Is it safe to delete from an Array inside each? - arrays

Is it possible to safely delete elements from an Array while iterating over it via each? A first test looks promising:
a = (1..4).to_a
a.each { |i| a.delete(i) if i == 2 }
# => [1, 3, 4]
However, I could not find hard facts on:
Whether it is safe (by design)
Since which Ruby version it is safe
At some points in the past, it seems that it was not possible to do:
It's not working because Ruby exits the .each loop when attempting to delete something.
The documentation does not state anything about deletability during iteration.
I am not looking for reject or delete_if. I want to do things with the elements of an array, and sometimes also remove an element from the array (after I've done other things with said element).
Update 1: I was not very clear on my definition of "safe", what I meant was:
do not raise any exceptions
do not skip any element in the Array

You should not rely on unauthorized answers too much. The answer you cited is wrong, as is pointed out by Kevin's comment to it.
It is safe (from the beginning of Ruby) to delete elements from an Array while each in the sense that Ruby will not raise an error for doing that, and will give a decisive (i.e., not random) result.
However, you need to be careful because when you delete an element, the elements following it will be shifted, hence the element that was supposed to be iterated next would be moved to the position of the deleted element, which has been iterated over already, and will be skipped.
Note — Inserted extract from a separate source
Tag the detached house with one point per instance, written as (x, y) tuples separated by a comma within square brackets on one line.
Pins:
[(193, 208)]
In order to answer your question, whether it is "safe" to do so, you will first have to define what you mean by "safe". Do you mean
it doesn't crash the runtime?
it doesn't raise an Exception?
it does raise an Exception?
it behaves deterministically?
it does what you expect it to do? (What do you expect it to do?)
Unfortunately, the Ruby Language Specification is not exactly helpful:
15.2.12.5.10 Array#each
each(&block)
Visibility: public
Behavior:
If block is given:
For each element of the receiver in the indexing order, call block with the element as the only argument.
Return the receiver.
This seems to imply that it is indeed completely safe in the sense of 1., 2., 4., and 5. above.
The documentation says:
each { |item| block } → ary
Calls the given block once for each element in self, passing that element as a parameter.
Again, this seems to imply the same thing as the spec.
Unfortunately, none of the currently existing Ruby implementations interpret the spec in this way.
What actually happens in MRI and YARV is the following: the mutation to the array, including any shifting of the elements and/or indices becomes visible immediately, including to the internal implementation of the iterator code which is based on array indices. So, if you delete an element at or before the position you are currently iterating, you will skip the next element, whereas if you delete an element after the position you are currently iterating, you will skip that element. For each_with_index, you will also observe that all elements after the deleted element have their indices shifted (or rather the other way around: the indices stay put, but the elements are shifted).
So, this behavior is "safe" in the sense of 1., 2., and 4.
The other Ruby implementations mostly copy this (undocumented) behavior, but being undocumented, you cannot rely on it, and in fact, I believe at least one did experiment briefly with raising some sort of ConcurrentModificationException instead.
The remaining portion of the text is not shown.